Friday, December 28th, 2012
Hundreds of American families were stunned and saddened to learn Friday that Russian President Vladimir Putin has signed a bill that would ban adoption of Russian children by Americans. According to CNN.com, Russia is the third most popular country for Americans who pursue foreign adoption, behind China and Ethiopia. From CNN’s report:
The U.S. State Department said it “deeply regrets” the new Russian law.
“The Russian government’s politically motivated decision will reduce adoption possibilities for children who are now under institutional care,” it said in a statement. “We are further concerned about statements that adoptions already underway may be stopped and hope that the Russian government would allow those children who have already met and bonded with their future parent to finish the necessary legal procedures so that they can join their families.”
Parents.com’s GoodyBlog posted an analysis of the complex, delicate situation and the depth of its impact for American families.
If you look back, there have been rumblings of a ban for the past several years. Russian officials are angry about the 19 Russian children who died in the care of adoptive parents here in the U.S. (as they should be), and are concerned that some children have ended up in institutions here, after their parents deemed them too difficult to manage. And when Torry Hansen sent her son back to Russia in 2010, after she deemed him “dangerous” to her family, Russia halted all adoptions until some major diplomacy smoothed things over. But this new move, in retaliation for an American law that proposed sanctions against human rights violators from Russia, seems like it will be much harder to undo.
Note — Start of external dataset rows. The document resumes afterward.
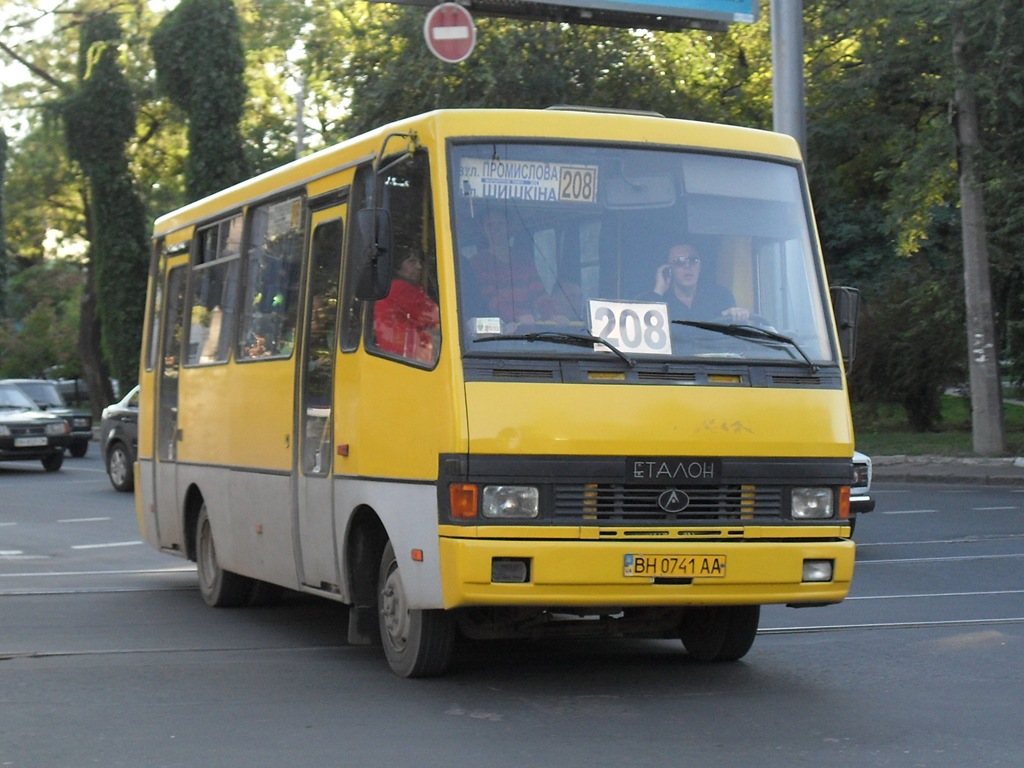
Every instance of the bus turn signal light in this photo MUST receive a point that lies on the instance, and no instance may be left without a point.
(463, 498)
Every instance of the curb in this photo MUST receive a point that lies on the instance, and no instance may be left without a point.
(946, 469)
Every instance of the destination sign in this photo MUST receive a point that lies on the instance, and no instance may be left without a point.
(527, 180)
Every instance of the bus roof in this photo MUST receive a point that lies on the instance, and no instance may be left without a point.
(555, 123)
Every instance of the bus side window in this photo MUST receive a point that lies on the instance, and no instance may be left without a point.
(214, 283)
(272, 268)
(406, 324)
(351, 308)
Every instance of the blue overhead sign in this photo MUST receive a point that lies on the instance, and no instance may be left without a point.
(651, 14)
(718, 10)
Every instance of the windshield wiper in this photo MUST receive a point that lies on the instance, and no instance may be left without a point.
(753, 333)
(579, 340)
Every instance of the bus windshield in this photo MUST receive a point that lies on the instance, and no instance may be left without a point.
(635, 254)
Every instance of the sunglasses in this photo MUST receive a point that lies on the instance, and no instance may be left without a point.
(686, 261)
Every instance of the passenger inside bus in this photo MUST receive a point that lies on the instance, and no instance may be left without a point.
(688, 297)
(407, 321)
(508, 286)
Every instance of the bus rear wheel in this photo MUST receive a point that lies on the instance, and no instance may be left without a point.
(220, 589)
(720, 633)
(417, 643)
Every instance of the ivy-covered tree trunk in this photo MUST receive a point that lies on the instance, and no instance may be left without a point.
(3, 228)
(201, 67)
(986, 395)
(99, 120)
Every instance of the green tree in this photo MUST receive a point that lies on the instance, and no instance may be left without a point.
(200, 67)
(3, 226)
(99, 121)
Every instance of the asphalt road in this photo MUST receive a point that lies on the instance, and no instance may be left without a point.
(109, 657)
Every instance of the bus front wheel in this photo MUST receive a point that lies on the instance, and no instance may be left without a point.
(220, 589)
(720, 633)
(417, 643)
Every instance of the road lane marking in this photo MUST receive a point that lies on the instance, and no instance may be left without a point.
(953, 558)
(85, 519)
(125, 571)
(889, 626)
(937, 594)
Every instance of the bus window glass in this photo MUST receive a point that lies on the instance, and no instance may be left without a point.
(155, 311)
(215, 276)
(351, 315)
(406, 324)
(272, 268)
(632, 245)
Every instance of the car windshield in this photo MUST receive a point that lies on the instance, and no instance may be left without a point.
(569, 250)
(13, 398)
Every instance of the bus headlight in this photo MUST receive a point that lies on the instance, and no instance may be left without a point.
(811, 504)
(518, 502)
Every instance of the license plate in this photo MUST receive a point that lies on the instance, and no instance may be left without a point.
(675, 566)
(31, 441)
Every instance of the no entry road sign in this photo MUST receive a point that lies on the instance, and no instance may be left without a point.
(450, 32)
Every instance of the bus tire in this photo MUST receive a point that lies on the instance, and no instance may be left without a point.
(720, 633)
(417, 643)
(219, 588)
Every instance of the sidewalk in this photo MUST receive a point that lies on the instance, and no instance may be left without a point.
(944, 469)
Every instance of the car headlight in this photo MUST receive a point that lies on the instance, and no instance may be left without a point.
(812, 504)
(511, 502)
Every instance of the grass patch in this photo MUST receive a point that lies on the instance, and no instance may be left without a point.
(883, 430)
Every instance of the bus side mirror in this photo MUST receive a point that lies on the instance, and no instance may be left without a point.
(846, 305)
(372, 254)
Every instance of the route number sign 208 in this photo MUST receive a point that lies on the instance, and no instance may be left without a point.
(636, 327)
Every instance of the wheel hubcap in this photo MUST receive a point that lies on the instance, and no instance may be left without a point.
(393, 610)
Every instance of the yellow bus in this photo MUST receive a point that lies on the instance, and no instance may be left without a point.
(489, 374)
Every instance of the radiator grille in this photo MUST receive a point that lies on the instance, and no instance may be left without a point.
(589, 503)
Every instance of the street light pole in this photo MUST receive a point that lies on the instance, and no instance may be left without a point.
(788, 115)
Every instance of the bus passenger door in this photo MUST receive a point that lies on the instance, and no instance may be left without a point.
(314, 417)
(168, 368)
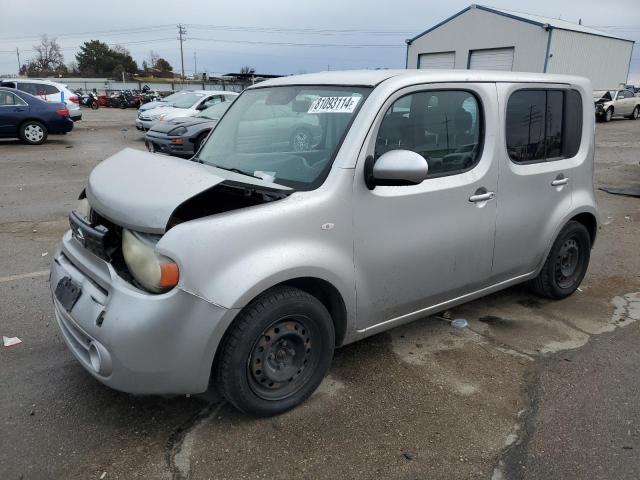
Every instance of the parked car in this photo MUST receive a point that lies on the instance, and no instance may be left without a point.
(31, 119)
(48, 91)
(183, 136)
(240, 270)
(164, 102)
(616, 103)
(186, 105)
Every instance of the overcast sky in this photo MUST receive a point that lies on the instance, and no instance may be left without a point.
(216, 30)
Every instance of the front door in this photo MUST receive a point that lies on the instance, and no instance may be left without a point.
(539, 159)
(420, 245)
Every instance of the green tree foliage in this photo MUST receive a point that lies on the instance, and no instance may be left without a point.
(97, 59)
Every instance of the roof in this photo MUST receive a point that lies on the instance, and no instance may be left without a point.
(528, 18)
(413, 76)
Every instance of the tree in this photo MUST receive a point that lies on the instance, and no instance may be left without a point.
(98, 59)
(163, 65)
(48, 60)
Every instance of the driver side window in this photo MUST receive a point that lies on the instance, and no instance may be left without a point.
(443, 126)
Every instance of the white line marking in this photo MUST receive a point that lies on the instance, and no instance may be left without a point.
(21, 276)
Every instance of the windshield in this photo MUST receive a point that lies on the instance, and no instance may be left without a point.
(287, 135)
(173, 97)
(606, 94)
(187, 100)
(215, 111)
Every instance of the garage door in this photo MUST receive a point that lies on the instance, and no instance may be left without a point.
(436, 60)
(491, 59)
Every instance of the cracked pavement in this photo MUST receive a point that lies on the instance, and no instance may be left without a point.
(531, 389)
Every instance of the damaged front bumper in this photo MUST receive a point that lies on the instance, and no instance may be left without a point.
(132, 340)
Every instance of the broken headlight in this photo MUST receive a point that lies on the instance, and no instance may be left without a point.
(177, 131)
(153, 271)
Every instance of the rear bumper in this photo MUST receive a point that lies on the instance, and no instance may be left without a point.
(131, 340)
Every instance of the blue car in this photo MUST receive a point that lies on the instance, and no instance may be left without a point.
(30, 119)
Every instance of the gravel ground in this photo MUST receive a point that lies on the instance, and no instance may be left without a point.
(532, 389)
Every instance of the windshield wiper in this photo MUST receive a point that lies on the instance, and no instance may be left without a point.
(236, 170)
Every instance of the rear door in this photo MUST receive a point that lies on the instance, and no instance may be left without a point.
(542, 128)
(417, 246)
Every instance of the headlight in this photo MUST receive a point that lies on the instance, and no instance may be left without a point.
(178, 131)
(153, 271)
(83, 207)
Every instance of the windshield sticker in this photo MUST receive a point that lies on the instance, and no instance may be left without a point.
(334, 105)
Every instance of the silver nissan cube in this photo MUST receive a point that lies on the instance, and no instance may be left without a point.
(322, 209)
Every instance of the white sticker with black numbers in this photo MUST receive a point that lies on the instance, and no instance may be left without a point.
(334, 105)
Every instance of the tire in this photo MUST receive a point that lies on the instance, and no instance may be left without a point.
(566, 264)
(275, 353)
(301, 140)
(33, 132)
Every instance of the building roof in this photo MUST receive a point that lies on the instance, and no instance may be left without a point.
(412, 76)
(528, 18)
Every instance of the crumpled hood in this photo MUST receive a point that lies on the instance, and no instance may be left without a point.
(167, 125)
(140, 190)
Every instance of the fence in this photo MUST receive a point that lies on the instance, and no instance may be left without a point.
(102, 85)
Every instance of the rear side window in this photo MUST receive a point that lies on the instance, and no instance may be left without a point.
(444, 126)
(543, 125)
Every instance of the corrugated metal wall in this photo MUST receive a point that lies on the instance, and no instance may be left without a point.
(478, 29)
(605, 61)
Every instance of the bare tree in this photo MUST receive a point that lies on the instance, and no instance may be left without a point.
(121, 50)
(49, 58)
(247, 70)
(153, 59)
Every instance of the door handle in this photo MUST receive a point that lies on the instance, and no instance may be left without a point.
(559, 181)
(482, 197)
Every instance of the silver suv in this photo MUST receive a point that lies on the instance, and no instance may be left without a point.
(244, 268)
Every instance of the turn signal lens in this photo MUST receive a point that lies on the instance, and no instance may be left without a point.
(153, 271)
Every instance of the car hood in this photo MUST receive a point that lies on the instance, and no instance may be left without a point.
(140, 190)
(168, 125)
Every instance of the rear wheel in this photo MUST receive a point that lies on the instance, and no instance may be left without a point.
(276, 353)
(566, 264)
(33, 133)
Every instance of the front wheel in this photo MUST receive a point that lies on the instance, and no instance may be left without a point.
(608, 115)
(566, 264)
(276, 352)
(33, 133)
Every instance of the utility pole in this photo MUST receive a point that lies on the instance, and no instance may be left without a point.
(181, 32)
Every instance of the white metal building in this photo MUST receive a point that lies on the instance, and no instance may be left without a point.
(486, 38)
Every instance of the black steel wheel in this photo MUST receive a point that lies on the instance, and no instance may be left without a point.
(276, 352)
(283, 358)
(566, 264)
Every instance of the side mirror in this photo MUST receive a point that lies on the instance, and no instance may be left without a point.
(396, 167)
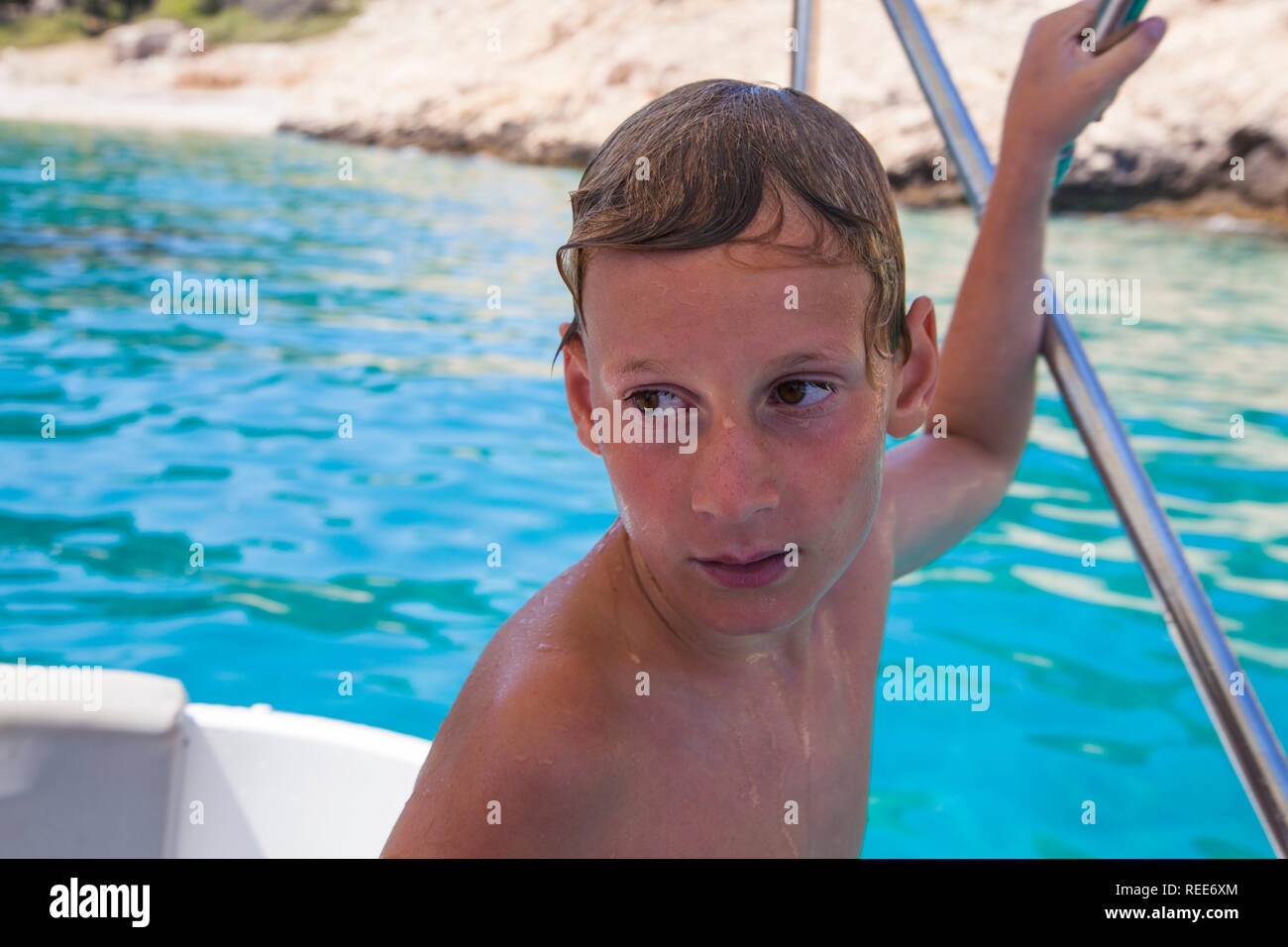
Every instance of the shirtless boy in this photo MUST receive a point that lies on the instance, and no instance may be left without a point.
(702, 682)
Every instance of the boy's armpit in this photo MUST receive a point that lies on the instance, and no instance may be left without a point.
(936, 491)
(511, 784)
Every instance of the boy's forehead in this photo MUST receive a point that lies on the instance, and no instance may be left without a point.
(657, 270)
(774, 275)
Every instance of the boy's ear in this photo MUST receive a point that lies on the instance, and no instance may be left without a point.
(578, 385)
(912, 384)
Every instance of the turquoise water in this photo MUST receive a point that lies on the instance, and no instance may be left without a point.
(369, 554)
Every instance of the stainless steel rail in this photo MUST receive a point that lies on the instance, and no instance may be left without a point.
(1249, 741)
(803, 56)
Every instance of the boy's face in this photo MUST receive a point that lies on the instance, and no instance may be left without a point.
(790, 434)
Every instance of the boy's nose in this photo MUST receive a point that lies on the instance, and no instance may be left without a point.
(733, 475)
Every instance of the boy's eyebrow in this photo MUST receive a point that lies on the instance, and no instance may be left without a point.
(784, 364)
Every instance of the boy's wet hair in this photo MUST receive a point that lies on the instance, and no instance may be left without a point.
(713, 150)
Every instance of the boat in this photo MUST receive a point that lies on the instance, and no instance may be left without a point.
(103, 763)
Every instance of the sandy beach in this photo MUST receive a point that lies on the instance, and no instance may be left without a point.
(1199, 131)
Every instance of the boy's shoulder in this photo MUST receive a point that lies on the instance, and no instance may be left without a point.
(524, 759)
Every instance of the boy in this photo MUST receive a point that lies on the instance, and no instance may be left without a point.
(702, 682)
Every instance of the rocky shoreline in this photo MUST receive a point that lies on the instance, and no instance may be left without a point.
(1201, 131)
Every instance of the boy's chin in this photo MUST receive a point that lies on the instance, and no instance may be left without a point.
(748, 612)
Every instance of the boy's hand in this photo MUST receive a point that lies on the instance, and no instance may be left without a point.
(1059, 88)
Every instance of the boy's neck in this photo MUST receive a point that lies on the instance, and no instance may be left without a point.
(655, 630)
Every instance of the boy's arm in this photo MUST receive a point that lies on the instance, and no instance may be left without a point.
(940, 488)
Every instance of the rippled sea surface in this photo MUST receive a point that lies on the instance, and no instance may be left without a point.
(368, 554)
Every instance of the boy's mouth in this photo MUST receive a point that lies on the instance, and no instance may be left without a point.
(745, 571)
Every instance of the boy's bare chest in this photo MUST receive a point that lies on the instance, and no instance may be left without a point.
(773, 774)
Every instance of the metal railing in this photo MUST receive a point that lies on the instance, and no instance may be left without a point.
(1249, 741)
(803, 55)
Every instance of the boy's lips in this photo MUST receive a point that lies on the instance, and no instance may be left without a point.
(743, 571)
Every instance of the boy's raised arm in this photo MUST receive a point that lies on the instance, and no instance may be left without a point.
(987, 369)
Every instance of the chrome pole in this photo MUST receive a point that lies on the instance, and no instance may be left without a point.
(803, 20)
(1248, 738)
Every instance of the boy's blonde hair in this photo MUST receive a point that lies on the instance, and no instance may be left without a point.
(691, 167)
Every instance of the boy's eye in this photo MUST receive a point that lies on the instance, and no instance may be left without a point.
(651, 399)
(800, 393)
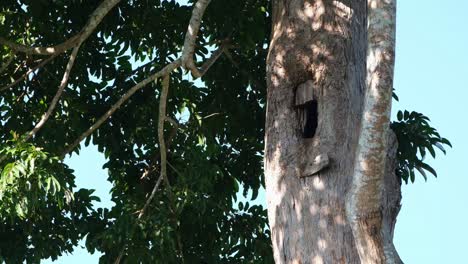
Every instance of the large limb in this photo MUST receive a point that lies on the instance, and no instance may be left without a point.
(185, 59)
(364, 204)
(93, 21)
(57, 96)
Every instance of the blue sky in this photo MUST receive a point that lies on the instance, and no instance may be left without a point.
(431, 64)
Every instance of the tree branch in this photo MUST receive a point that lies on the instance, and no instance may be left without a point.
(7, 63)
(26, 74)
(57, 96)
(166, 70)
(191, 36)
(162, 150)
(187, 55)
(93, 21)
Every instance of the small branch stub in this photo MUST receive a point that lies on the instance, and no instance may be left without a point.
(319, 163)
(307, 105)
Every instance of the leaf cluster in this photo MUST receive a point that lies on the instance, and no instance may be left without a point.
(415, 137)
(41, 215)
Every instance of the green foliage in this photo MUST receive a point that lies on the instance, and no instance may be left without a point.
(41, 215)
(415, 138)
(216, 151)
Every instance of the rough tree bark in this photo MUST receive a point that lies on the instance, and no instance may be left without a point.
(322, 45)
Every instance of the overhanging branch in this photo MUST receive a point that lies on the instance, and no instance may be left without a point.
(93, 21)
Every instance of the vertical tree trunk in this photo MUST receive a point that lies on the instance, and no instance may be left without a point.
(319, 46)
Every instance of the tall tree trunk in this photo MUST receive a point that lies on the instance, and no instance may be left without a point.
(318, 56)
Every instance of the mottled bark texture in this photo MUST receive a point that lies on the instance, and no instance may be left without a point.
(364, 208)
(322, 42)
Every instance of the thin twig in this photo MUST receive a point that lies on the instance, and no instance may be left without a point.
(186, 57)
(57, 96)
(166, 70)
(162, 151)
(242, 71)
(93, 21)
(7, 63)
(26, 74)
The biggest tragedy of this ban is that it means that 1,000 more children each year will join the 700,000 other orphans currently wasting away in Russian orphanages, with no opportunity to join a family. (Children only become available for international adoption in Russia if there’s no one available in the country to adopt them.) The effects of institutionalization are well documented—including problems attaching and developing relationships with others, and pervasive developmental delays. These are the kinds of things that the support of a loving family can help a child overcome. But these kids will never have that possibility, thanks to a government that’s all too willing to sacrifice the lives of these children out of spite for an unpopular American law, the Magnitsky Act.
Friday, December 28th, 2012
Russian President Vladimir Putin said Thursday that he would sign a ban on the adoption of Russian children by American families. Earlier this month, the Russian Parliament voted to institute the ban, but Putin had not confirmed his view of the measure. This week’s news would mean, in the short term, that 46 children whose adoptions by American parents were nearly complete, would be blocked from being adopted at the 11th hour. More from The New York Times:
United States officials have strongly criticized the measure and have urged the Russian government not to enmesh orphaned children in politics.
“It is misguided to link the fate of children to unrelated political considerations,” a State Department spokesman, Patrick Ventrell, said on Wednesday before Mr. Putin announced his decision.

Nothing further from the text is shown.